„Na, was hat sie denn angestellt, so erzählt doch.“
„Ach – sie – Frau Wagners Tante war nämlich hier wo auf dem Lande, in einem Nest, und da war die auch – eine alleinstehende Person – malte da die Leute um ein billiges Honorar – sie war, wie gesagt, ganz untergeordnet – und die Baronin – ich weiß nicht, wie sie noch heißt – hatte ihr aus Gnade und Barmherzigkeit freie Wohnung gegeben, wirklich nur aus Gefälligkeit gegen ein paar Bekannte, die sich da malen lassen wollten. Aber man kann in solcher Lage nie vorsichtig genug sein, nie, nie, nie!“
„Hat sie das Haus angezündet, oder der Baronin einen zu großen Mund gemalt? Auf etwas Fürchterliches darf man gefaßt sein.“ Richard hatte einen seltsam gespannten Ausdruck im Gesicht, etwas Feindseliges, Widerwilliges.

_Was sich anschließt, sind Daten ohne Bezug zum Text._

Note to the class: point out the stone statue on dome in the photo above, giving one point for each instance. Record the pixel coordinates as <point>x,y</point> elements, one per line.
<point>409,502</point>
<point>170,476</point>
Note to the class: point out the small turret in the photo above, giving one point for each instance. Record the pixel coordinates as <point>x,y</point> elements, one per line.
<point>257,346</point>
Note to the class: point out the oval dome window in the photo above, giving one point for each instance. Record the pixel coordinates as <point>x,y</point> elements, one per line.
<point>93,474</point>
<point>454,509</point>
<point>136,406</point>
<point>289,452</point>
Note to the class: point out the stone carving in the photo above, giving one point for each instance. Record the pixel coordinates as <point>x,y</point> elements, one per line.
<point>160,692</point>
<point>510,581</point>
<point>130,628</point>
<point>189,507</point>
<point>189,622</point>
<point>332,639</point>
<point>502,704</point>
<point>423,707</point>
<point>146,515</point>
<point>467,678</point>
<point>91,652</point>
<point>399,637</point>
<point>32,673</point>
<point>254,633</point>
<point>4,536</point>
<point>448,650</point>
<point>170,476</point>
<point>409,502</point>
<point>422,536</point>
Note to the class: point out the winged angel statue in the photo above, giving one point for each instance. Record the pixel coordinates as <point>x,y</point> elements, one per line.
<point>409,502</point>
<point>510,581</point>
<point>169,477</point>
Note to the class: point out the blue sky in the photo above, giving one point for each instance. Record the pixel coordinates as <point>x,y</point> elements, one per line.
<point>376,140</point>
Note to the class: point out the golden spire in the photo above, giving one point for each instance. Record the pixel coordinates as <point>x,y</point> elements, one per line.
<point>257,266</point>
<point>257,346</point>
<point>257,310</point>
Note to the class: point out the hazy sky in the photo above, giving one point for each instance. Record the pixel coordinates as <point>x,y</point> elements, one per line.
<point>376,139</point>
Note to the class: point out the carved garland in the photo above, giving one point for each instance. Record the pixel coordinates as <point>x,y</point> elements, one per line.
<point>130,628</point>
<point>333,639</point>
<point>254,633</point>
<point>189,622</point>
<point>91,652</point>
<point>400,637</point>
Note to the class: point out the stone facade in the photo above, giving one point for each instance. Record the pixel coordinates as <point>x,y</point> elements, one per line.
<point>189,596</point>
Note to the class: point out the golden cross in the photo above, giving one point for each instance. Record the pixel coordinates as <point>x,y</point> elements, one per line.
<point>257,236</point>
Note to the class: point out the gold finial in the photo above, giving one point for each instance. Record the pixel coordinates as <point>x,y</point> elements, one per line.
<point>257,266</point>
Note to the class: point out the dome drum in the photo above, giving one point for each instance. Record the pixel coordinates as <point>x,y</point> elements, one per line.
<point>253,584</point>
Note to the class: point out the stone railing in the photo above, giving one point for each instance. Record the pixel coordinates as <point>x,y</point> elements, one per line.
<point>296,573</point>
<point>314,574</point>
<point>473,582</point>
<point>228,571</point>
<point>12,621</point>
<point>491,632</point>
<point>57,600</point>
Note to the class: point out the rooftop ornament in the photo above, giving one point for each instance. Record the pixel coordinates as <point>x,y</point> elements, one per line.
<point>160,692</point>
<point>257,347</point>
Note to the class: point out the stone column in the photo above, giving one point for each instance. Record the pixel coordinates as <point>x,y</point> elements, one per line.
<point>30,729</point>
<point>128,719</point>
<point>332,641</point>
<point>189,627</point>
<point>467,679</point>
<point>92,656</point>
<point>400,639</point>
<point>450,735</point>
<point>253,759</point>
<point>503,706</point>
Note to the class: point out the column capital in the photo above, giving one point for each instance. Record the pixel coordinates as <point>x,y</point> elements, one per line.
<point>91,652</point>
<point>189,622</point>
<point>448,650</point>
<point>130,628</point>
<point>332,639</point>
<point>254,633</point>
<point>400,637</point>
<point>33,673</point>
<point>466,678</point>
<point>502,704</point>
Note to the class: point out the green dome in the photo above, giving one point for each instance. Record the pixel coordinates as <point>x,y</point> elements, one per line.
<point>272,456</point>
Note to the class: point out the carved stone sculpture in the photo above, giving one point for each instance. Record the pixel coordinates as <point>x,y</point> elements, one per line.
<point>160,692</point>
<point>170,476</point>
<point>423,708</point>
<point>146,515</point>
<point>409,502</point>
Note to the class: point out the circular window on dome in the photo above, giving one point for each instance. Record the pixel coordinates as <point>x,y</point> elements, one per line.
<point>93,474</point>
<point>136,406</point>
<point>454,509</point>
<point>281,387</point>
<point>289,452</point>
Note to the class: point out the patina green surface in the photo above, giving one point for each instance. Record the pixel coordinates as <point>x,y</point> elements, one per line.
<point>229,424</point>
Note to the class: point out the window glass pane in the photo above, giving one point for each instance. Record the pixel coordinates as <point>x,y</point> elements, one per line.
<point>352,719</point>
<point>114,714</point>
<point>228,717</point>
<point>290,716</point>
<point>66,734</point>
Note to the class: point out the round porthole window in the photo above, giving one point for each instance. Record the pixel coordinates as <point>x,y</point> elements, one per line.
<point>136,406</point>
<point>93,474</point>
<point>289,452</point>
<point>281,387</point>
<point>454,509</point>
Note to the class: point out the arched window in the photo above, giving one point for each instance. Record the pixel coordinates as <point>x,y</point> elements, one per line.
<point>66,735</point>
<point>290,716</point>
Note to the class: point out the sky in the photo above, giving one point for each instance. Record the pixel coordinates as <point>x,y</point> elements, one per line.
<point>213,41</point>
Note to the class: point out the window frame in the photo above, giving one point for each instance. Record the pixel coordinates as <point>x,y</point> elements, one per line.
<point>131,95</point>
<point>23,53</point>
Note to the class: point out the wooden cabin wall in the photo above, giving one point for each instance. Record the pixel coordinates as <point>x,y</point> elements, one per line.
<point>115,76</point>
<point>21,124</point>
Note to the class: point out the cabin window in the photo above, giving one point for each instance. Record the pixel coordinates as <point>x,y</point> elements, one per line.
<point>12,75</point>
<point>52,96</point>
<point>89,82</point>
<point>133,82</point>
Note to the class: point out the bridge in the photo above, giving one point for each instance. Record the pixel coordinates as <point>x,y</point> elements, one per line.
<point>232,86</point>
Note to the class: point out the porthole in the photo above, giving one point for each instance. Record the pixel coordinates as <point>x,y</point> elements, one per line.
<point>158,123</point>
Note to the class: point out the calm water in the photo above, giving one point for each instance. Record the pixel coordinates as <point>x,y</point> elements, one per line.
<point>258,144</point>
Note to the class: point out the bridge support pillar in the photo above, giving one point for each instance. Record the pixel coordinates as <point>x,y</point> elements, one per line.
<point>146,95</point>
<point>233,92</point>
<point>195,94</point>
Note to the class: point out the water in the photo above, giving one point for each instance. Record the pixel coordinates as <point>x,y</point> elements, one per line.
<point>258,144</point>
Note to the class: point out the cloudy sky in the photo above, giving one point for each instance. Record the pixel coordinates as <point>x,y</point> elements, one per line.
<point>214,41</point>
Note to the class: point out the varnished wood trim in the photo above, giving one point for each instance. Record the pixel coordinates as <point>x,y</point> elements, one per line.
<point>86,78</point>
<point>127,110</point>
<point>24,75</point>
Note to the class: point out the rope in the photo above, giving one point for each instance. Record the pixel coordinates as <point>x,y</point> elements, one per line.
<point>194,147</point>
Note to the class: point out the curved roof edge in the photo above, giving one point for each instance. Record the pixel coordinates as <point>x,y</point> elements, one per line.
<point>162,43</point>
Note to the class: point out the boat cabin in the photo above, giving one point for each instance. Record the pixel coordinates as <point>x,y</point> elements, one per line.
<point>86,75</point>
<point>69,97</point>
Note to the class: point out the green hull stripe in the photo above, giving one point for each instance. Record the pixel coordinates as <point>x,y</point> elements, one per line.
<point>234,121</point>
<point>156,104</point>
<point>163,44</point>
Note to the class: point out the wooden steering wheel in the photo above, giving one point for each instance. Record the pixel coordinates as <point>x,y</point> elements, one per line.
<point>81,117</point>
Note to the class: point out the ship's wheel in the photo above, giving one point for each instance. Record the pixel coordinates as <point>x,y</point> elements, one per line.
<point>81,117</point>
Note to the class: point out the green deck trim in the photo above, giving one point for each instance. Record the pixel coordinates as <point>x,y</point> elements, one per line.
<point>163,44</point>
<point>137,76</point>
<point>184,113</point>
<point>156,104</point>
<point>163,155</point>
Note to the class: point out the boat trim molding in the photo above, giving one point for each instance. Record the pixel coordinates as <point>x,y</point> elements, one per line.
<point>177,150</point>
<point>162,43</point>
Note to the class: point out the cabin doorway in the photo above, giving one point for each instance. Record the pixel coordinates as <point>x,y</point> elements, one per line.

„Nein, nein, sie hatte ganz plötzlich Herrenbesuch, und zwar zu einer Zeit –“
„Bitte!“ rief er ungeduldig.
„Nun, was ist da weiter zu berichten? Am andern Morgen machte man ihr einfach den Standpunkt klar, sie mußte sofort abziehen – dergleichen konnte doch die Baronin unmöglich dulden! Oder sind Sie vielleicht anderer Meinung, lieber Doktor?“
„Wissen Sie den Namen der – Sünderin?“
„So etwas wie Berg oder Berth, ein ganz unbekannter Name, beruhigen Sie sich! Gott, es ist ja
Ilse Frapan: Flügel auf!. Paetel, Berlin 1895, Seite 154. Digitale Volltext-Ausgabe bei Wikisource, URL: https://de.wikisource.org/w/index.php?title=Seite:De_Fl%C3%BCgel_auf_Frapan_Ilse.djvu/162&oldid=- (Version vom 19.8.2019)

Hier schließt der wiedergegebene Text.